Web lists-archives.com

Re: [PATCH v2 3/5] gc --auto: exclude base pack if not enough mem to "repack -ad"

On Wed, Mar 7, 2018 at 2:19 AM, Junio C Hamano <gitster@xxxxxxxxx> wrote:
>> +--keep-base-pack::
>> +     All packs except the base pack are consolidated into a single
>> +     pack. The largest pack is considered the base pack.
> This makes it sound as if packs with .keep are also repacked unless
> they meet the threshold for "base pack".  Is that what you actually
> implemented?

Copy/paste problem. That is, I copied this from --auto description,
but I missed the "(except those marked with a `.keep` file)" part. No,
I don't think ignoring .keep files is a good idea, at least no by

> In order to do so, [2/5] needs to allow the "--keep-pack" option
> override the on-disk .keep files.  In an earlier message, I wondered
> if such an arrangement is useful in some use cases; I think it is,
> and because those who do want to see the on-disk .keep files honored
> can collect and include them in the set of packs to be kept via
> "--keep-pack" (after all this is an option for low-level scripting
> anyway).

At gc level I don't think we need to allow this. But yeah git-repack
has --pack-kept-objects to ignore .keep. If they specify this, then
repack should ignore .keep (but still follow whatever --keep-pack is
specified). There's some interesting interaction between .keep and
pack bitmap feature in pack-objects though. I'm not so sure what
happens down there yet.

>> +Set environment variable `GIT_TRACE` in order to see the memory usage
>> +estimation in `git gc --auto` that determines whether the base pack is
>> +kept.
> This is somewhat a puzzling use of trace.  It sounds more like a way
> to find out "how" memory usage estimation is done and arriving at a
> wrong value for those who want to debug the feature.
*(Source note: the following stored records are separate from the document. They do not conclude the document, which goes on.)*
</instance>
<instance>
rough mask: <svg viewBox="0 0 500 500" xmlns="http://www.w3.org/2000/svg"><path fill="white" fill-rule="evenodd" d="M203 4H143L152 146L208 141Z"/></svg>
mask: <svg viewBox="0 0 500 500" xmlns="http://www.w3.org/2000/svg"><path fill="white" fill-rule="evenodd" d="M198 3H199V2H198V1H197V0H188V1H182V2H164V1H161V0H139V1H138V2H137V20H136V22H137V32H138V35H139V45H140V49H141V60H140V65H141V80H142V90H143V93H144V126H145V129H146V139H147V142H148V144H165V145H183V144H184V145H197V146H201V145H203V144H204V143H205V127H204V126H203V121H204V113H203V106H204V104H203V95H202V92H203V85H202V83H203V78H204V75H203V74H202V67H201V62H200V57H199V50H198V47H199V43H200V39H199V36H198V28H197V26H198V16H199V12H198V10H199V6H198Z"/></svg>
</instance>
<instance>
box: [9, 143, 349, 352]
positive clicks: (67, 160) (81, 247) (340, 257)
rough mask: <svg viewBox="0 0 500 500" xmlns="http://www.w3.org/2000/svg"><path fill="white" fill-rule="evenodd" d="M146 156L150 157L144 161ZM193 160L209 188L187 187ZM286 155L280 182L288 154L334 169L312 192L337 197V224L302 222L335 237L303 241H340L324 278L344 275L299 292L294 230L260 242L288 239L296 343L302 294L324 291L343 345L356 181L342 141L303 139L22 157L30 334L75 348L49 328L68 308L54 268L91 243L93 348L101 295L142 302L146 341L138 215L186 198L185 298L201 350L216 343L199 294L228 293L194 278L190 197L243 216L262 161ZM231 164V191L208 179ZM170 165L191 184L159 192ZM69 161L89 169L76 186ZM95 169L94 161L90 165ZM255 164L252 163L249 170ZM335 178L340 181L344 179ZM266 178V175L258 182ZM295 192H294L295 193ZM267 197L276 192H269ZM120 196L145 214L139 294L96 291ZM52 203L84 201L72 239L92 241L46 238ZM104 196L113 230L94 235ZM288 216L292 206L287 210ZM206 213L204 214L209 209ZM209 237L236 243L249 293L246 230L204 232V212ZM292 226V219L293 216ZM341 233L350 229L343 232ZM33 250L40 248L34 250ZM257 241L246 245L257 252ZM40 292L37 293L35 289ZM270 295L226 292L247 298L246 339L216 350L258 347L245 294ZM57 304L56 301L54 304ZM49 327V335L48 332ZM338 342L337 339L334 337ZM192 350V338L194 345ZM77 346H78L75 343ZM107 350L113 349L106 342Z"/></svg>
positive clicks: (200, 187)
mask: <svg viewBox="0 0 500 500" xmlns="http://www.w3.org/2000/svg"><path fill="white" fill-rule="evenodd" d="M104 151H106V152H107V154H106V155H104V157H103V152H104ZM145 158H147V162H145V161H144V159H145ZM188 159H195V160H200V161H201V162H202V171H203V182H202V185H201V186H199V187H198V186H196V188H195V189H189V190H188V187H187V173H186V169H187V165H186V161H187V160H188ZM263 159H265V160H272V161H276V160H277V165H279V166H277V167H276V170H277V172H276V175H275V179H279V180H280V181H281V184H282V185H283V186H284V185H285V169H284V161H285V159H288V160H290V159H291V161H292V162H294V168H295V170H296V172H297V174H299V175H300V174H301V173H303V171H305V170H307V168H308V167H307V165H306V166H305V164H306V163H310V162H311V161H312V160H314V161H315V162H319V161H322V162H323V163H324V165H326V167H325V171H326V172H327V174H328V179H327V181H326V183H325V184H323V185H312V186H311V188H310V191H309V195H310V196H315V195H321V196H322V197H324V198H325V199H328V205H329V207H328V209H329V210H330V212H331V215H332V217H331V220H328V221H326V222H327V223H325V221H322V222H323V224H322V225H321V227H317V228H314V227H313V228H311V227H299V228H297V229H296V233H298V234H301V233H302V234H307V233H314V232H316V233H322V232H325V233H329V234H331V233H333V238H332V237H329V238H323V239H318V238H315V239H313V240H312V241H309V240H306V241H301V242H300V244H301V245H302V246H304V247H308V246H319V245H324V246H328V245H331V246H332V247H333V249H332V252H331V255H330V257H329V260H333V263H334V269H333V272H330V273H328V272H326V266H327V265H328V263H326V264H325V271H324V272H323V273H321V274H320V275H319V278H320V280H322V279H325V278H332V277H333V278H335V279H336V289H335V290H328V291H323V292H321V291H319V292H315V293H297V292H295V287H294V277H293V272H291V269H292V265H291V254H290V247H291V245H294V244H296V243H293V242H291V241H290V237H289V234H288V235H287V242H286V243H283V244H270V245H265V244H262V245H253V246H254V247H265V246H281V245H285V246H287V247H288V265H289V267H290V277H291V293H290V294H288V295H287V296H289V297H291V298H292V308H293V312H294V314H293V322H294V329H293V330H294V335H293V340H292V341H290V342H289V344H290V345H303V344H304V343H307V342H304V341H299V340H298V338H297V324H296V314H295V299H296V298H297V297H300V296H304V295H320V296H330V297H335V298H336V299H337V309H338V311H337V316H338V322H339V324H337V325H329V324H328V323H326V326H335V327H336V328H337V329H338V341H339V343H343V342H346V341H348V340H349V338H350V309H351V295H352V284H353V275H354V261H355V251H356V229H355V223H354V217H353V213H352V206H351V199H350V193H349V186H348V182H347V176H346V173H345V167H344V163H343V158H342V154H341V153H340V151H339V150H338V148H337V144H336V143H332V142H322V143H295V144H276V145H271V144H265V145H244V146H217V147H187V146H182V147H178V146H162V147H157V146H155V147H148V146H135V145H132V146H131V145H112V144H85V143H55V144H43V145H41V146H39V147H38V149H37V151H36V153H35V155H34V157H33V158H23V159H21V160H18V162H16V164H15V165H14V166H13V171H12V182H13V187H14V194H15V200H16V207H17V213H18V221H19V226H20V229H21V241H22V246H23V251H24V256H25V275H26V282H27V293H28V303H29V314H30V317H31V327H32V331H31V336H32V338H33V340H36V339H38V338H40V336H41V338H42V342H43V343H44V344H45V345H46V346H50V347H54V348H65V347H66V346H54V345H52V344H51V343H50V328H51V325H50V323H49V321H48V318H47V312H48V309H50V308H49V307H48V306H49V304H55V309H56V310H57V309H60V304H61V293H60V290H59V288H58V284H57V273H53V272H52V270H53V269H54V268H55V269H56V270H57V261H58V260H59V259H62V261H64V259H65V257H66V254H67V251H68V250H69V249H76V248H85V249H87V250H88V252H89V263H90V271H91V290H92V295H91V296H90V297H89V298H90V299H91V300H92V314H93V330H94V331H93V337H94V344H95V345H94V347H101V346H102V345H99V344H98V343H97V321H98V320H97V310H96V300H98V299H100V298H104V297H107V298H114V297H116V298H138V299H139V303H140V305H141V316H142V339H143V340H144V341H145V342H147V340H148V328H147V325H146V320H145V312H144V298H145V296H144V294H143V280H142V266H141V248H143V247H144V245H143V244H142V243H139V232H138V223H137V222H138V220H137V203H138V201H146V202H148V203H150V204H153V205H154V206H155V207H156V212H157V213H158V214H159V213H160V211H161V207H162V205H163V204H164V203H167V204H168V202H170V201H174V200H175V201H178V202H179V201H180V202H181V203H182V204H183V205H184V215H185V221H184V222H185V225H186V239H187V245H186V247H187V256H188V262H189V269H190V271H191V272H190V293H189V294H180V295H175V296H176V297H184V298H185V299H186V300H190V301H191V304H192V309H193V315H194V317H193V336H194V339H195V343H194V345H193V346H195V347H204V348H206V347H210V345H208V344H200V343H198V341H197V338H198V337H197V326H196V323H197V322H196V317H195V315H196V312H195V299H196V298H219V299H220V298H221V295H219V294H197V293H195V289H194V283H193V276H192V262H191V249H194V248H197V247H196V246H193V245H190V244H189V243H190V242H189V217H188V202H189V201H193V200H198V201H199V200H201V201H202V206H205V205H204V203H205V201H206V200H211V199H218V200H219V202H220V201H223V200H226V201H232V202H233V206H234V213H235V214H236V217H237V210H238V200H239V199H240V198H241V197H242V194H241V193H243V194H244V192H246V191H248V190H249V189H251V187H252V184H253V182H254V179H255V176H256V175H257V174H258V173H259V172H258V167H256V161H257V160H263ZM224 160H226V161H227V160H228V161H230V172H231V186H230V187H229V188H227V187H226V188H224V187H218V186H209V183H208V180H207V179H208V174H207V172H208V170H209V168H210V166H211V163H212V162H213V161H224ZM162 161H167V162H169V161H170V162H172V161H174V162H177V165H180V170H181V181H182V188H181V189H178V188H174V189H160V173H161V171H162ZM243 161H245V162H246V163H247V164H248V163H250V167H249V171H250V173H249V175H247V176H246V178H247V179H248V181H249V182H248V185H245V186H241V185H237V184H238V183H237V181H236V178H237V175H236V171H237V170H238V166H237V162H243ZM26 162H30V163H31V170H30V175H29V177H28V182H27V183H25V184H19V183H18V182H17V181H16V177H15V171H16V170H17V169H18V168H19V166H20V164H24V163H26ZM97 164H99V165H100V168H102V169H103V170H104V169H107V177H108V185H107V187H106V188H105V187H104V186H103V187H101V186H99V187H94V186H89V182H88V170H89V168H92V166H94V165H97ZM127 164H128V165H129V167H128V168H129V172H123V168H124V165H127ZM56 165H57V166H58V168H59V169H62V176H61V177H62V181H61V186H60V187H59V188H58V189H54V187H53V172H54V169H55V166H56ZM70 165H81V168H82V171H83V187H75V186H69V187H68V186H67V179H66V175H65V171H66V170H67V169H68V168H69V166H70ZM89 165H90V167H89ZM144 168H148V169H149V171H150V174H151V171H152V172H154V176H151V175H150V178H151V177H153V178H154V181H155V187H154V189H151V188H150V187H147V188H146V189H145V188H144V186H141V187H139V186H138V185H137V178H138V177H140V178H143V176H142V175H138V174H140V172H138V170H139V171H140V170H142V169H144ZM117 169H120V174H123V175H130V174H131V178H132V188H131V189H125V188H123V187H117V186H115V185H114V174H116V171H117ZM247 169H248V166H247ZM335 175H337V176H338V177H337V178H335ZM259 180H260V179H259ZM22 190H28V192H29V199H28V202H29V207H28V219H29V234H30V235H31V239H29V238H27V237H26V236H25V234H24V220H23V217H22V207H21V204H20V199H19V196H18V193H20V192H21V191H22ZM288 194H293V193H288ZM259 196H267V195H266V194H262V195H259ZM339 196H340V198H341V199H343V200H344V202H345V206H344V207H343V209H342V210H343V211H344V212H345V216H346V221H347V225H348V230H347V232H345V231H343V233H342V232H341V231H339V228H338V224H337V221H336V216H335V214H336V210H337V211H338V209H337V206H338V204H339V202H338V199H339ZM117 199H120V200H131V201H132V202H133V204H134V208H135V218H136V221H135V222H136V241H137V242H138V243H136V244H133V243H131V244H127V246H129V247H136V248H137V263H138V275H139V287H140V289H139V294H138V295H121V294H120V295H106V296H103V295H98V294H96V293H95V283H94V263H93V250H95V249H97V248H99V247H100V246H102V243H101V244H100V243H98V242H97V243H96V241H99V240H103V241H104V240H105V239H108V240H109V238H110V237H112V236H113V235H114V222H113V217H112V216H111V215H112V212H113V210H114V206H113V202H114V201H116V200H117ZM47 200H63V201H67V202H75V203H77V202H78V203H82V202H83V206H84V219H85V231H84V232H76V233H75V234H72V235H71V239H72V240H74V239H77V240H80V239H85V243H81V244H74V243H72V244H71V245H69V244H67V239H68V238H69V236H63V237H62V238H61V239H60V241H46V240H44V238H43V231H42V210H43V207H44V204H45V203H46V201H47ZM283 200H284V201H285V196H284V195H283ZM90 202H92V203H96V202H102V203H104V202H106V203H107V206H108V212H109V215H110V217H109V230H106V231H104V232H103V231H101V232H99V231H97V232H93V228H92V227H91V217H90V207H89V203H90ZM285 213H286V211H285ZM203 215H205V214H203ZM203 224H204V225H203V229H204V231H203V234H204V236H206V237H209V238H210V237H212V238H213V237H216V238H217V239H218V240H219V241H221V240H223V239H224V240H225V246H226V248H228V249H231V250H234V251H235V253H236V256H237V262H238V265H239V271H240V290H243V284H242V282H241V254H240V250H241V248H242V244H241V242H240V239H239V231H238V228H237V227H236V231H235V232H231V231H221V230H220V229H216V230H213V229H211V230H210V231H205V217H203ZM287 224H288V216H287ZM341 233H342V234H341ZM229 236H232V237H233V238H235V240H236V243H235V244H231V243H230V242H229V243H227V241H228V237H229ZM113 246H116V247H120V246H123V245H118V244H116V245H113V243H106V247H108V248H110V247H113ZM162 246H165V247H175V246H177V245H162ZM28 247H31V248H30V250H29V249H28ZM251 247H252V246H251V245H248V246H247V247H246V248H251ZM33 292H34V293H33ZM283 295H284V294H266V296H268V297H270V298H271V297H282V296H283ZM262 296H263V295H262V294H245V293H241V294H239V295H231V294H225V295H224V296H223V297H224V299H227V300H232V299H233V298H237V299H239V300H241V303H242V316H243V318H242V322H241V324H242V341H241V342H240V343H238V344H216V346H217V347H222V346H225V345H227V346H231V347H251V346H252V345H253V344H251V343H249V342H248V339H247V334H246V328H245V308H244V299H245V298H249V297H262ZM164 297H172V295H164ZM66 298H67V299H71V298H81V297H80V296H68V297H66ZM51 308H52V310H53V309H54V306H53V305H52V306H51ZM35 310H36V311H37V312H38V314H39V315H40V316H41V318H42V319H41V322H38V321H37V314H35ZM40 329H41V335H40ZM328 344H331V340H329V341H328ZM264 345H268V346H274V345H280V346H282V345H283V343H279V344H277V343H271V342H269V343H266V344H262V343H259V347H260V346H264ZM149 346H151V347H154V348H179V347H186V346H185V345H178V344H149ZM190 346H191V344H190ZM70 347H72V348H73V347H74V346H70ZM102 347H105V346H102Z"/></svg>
Yeah. I'm not sure if this estimation could be really problematic that
people need to debug this way. A cleaner way (if we think people will
need this often) is just add a new option in "git gc" to report this
estimation breakdown and do nothing else.

>> +static struct packed_git *find_the_base_pack(void)
>> +{
>> +     struct packed_git *p, *base = NULL;
>> +
>> +     prepare_packed_git();
>> +
>> +     for (p = packed_git; p; p = p->next) {
>> +             if (p->pack_local &&
>> +                 (!base || base->pack_size < p->pack_size))
>> +                     base = p;
>> +     }
>> +
>> +     return base;
>> +}
> This is finding the largest pack.

The discussion on .keep files raises one question for me, what if the
largest pack already has a .keep file, do we still consider it the
base pack, or should we find the next largest non-kept pack?

I'm guessing we keep things simple here and ignore .keep files.

>> +#ifdef HAVE_SYSINFO
>> +     struct sysinfo si;
>> +
>> +     if (!sysinfo(&si))
>> +             return si.totalram;
>> +#elif defined(HAVE_BSD_SYSCTL) && defined(HW_MEMSIZE)
>> +     int64_t physical_memory;
>> +     int mib[2];
>> +     size_t length;
>> +
>> +     mib[0] = CTL_HW;
>> +     mib[1] = HW_MEMSIZE;
>> +     length = sizeof(int64_t);
>> +     if (!sysctl(mib, 2, &physical_memory, &length, NULL, 0))
>> +             return physical_memory;
>> +#elif defined(GIT_WINDOWS_NATIVE)
>> +     MEMORYSTATUSEX memInfo;
>> +
>> +     memInfo.dwLength = sizeof(MEMORYSTATUSEX);
>> +     if (GlobalMemoryStatusEx(&memInfo))
>> +             return memInfo;ullTotalPhys;
> Is this legal C in Microsoft land?

That's the problem with writing code without a way to test it. At
least travis helped catch a compiler bug on mac.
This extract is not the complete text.